Inspur Information AI team sets the best performance in Object Detection in nuScenes Autonomous Driving Dataset
01 November 2022
The multi-camera-based spatiotemporal fusion model architecture greatly enhances object monitoring speed and displacement orientation prediction
SAN JOSE, Calif.—November 1, 2022—Inspur Information, a leading IT infrastructure solutions provider, participated in the latest evaluation of the globally recognized autonomous driving dataset from nuScenes. The Inspur Information AI team won first place in the vision track of the 3D detection task (nuScenes Detection task), raising the key indicator nuScenes Detection Score (NDS) to 62.4%.
Autonomous driving will be totally transformative for the transportation industry, and is a major focus for automotive manufactures and AI companies. Object detection is at the core of autonomous driving technology, with the accuracy and stability of its algorithms constantly being improved by AI research teams. The nuScenes dataset is one of the most respected public datasets in the field of autonomous driving. The data is collected from real autonomous driving scenarios in Boston and Singapore. It is the first dataset that integrates multiple sensors such as cameras, LiDAR and millimeter wave radar to achieve full sensor coverage surrounding the vehicle. The nuScenes dataset provides rich annotation information such as 2D and 3D object annotation, LiDAR point cloud segmentation, and high-precision maps, including 1,000 scenes, 1.4 million camera images, 390,000 frames of LIDAR sweeps, 23 object classes, and 1.4 million object bounding boxes, and the amount of data annotation is more than 7 times higher than that of the KITTI dataset.
The Inspur Information AI team participated in the vision track of the detection task. It is the most competitive track, attracting top AI teams around the world, such as Baidu, Carnegie Mellon University, Hong Kong University of Science and Technology, MIT, Tsinghua University and the University of California, Berkeley.
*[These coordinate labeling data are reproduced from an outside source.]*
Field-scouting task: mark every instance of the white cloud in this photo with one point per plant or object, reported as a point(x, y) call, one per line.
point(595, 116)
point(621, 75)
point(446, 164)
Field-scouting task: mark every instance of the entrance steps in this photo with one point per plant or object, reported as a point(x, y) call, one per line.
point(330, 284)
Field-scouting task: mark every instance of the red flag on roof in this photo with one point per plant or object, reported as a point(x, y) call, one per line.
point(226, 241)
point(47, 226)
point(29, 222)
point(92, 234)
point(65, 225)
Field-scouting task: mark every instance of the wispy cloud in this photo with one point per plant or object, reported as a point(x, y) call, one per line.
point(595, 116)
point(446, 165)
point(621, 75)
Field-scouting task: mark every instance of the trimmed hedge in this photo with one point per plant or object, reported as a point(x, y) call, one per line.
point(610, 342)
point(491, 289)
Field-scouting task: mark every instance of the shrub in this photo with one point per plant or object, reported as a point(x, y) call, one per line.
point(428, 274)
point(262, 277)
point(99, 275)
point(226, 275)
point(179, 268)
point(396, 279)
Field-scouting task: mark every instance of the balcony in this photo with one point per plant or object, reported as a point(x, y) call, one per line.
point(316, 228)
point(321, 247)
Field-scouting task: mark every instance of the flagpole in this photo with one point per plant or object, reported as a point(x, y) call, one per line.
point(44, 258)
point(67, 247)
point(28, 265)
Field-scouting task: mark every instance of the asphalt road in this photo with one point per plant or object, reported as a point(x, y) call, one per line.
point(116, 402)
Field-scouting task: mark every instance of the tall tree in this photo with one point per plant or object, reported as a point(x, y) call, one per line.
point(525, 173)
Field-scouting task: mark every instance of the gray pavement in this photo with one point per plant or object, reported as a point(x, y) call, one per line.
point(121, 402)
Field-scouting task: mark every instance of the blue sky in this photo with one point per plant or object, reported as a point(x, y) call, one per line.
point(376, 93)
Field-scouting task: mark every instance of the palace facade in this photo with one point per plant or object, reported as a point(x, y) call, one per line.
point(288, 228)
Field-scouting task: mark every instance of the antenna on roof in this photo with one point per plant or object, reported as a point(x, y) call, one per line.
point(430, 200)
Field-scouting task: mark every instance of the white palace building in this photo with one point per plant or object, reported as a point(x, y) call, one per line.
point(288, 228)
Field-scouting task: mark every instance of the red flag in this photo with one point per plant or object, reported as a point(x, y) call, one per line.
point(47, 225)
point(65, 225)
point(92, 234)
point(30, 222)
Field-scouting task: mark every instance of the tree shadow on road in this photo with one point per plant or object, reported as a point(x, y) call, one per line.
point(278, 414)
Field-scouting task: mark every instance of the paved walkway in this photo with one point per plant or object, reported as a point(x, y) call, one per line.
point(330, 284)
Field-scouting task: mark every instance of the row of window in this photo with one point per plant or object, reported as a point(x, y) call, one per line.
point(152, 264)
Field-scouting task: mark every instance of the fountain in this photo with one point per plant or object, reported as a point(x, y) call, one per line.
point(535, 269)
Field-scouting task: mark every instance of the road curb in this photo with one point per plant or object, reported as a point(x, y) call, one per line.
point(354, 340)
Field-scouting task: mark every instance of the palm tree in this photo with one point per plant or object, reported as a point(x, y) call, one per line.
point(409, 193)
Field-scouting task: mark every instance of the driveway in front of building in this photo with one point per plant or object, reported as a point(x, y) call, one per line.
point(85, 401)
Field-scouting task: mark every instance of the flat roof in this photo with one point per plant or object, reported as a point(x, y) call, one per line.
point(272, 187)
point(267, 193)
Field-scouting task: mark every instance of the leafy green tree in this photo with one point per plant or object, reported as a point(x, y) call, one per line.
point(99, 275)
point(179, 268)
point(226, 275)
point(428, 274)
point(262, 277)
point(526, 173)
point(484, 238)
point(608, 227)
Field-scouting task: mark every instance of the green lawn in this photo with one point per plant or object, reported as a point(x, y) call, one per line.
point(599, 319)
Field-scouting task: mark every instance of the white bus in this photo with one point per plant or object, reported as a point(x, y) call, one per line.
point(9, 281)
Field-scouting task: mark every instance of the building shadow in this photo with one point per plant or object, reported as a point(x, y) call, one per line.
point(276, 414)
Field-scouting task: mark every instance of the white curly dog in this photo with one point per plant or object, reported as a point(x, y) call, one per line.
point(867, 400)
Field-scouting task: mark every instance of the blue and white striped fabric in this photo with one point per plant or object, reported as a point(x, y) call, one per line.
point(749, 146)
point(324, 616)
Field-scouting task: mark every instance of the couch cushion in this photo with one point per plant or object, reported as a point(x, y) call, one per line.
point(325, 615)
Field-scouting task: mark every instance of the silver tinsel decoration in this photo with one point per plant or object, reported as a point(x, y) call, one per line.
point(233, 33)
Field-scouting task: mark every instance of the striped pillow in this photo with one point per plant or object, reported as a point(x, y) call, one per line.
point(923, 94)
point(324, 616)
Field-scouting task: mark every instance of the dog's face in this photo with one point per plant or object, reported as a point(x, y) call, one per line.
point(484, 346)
The vision track of the 3D detection task permits the use of only 6 cameras to provide complete 3D object detection coverage around a vehicle without the use additional sensor information such as LiDAR or millimeter-wave radar. Object detection includes vehicles,
pedestrians, obstacles, traffic signs, traffic lights and other types of objects. In addition to detection, objects must accurately be evaluated for their position, size, orientation, speed and other information. The most challenging aspect is accurately obtaining the true depth and speed of targets using 2D images. If the extracted depth information is inaccurate, 3D perception tasks will become extremely difficult. If the extracted speed information is inaccurate, it can result in dangerous decision-making and planning.
The Inspur Information AI team innovatively developed a multi-camera-based spatial-temporal fusion model architecture (Inspur_DABNet4D). Based on the technical framework of unified conversion of multi-view visual input to the BEV (Bird Eye View) feature space, Inspur Information used data sample enhancement, a depth-enhanced network, a spatiotemporal fusion network, etc., to get more robust and accurate BEV features, and greatly optimize object monitoring speed and displacement orientation prediction.
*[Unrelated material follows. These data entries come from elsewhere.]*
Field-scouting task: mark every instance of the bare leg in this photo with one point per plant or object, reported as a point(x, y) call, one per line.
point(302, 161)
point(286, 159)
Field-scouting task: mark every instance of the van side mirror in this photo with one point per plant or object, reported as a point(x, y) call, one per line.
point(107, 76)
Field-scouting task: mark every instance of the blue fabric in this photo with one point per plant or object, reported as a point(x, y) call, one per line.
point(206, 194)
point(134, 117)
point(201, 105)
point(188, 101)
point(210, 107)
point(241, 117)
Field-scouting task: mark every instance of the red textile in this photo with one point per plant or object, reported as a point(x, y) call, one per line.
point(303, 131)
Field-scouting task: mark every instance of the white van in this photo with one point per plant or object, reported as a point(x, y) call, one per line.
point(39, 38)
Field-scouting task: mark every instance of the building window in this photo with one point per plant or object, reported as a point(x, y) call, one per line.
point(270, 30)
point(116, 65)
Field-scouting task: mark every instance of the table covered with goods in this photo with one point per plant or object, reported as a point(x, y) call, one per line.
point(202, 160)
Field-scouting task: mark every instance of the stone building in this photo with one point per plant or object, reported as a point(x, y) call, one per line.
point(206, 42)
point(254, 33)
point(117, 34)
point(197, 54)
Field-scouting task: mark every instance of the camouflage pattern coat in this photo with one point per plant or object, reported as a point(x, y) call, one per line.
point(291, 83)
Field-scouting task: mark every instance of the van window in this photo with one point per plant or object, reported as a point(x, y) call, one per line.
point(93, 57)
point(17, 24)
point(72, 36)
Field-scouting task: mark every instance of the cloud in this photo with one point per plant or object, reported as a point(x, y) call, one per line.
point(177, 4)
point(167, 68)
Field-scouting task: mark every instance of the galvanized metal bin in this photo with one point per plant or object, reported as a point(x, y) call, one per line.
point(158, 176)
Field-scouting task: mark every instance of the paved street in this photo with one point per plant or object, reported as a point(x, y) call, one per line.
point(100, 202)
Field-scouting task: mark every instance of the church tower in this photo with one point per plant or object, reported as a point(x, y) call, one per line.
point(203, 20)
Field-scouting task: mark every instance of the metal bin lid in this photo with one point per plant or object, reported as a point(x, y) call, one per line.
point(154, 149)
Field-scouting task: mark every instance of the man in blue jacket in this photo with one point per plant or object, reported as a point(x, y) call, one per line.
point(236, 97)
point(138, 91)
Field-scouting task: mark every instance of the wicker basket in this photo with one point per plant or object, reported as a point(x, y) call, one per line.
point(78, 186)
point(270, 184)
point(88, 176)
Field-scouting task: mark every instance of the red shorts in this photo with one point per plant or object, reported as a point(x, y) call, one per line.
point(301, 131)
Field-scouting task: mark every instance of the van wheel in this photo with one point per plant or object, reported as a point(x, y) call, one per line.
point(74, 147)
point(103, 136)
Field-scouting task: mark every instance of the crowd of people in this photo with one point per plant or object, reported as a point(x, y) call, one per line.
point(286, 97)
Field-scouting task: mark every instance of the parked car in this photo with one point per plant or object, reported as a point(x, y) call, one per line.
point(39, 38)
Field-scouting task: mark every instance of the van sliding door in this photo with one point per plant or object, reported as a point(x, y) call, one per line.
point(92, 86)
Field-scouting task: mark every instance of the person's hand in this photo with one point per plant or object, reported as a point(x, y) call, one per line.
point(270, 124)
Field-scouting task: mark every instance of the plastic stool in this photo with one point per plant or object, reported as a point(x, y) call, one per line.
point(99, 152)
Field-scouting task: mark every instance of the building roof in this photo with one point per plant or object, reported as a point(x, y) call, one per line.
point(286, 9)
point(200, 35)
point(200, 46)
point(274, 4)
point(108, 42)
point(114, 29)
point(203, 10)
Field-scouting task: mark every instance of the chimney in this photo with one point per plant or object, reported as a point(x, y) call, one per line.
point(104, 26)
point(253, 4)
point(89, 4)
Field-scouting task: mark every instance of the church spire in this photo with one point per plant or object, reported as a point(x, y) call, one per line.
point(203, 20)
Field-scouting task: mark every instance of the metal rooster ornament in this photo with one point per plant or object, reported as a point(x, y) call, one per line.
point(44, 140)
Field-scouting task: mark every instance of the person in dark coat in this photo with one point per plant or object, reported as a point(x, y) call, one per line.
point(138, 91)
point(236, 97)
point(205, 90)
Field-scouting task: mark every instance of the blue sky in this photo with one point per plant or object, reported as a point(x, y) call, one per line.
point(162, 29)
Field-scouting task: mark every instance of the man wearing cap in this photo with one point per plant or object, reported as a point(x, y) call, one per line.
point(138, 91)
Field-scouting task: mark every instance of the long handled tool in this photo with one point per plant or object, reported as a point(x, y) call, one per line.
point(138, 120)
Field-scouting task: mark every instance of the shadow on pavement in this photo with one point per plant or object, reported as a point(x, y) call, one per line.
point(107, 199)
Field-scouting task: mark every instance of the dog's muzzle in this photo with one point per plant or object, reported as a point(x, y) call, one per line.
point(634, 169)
The multi-camera-based spatial-temporal fusion model architecture has achieved four core technological breakthroughs.
- First, the richer data sample enhancement algorithm maps the ground-truth with real 3D physical coordinates, and provides expansion in the time series, which significantly improves target detection accuracy. The mAP (mean Average Precision) is increased by over 2% on average.
- Second, the more powerful depth enhancement network works to improve depth information, which is difficult to be learned and modeled. This depth prediction is greatly improved through the optimization of a deep network architecture, point cloud data supervision and training, and depth completion, and other technologies.
- Third, a more refined - spatial-temporal fusion network further optimizes the solution to the spatial-temporal information dislocation fusion problem caused by the movement of the vehicle, but also introduces the fusion of the random extraction of sweep frame data and the current frame to enable the synchronous enhancement operation of data samples of different frames. This lets the model learn more refined time series features with end-to-end learning.
- Fourth, Inspur Information designed a more complete unified modeling form. It designed a unified modeling architecture of end-to-end feature extraction, fusion and detection head for driving scenes with a wide perspective and large scale. The architecture is simple in structure, efficient in training and universally applicable in different scenarios. The pre-trained model can replace the self-supervised model at any time, and the test and accuracy improvement can be completed quickly and conveniently.
Thanks to the progress of more advanced algorithms and higher computing power, the results of the 3D object detection task from nuScenes were greatly improved in 2022. The Inspur Information AI team has increased the key indicator NDS to 62.4%, a remarkably achievement considering the best performance on the list at the beginning of the year was 47%.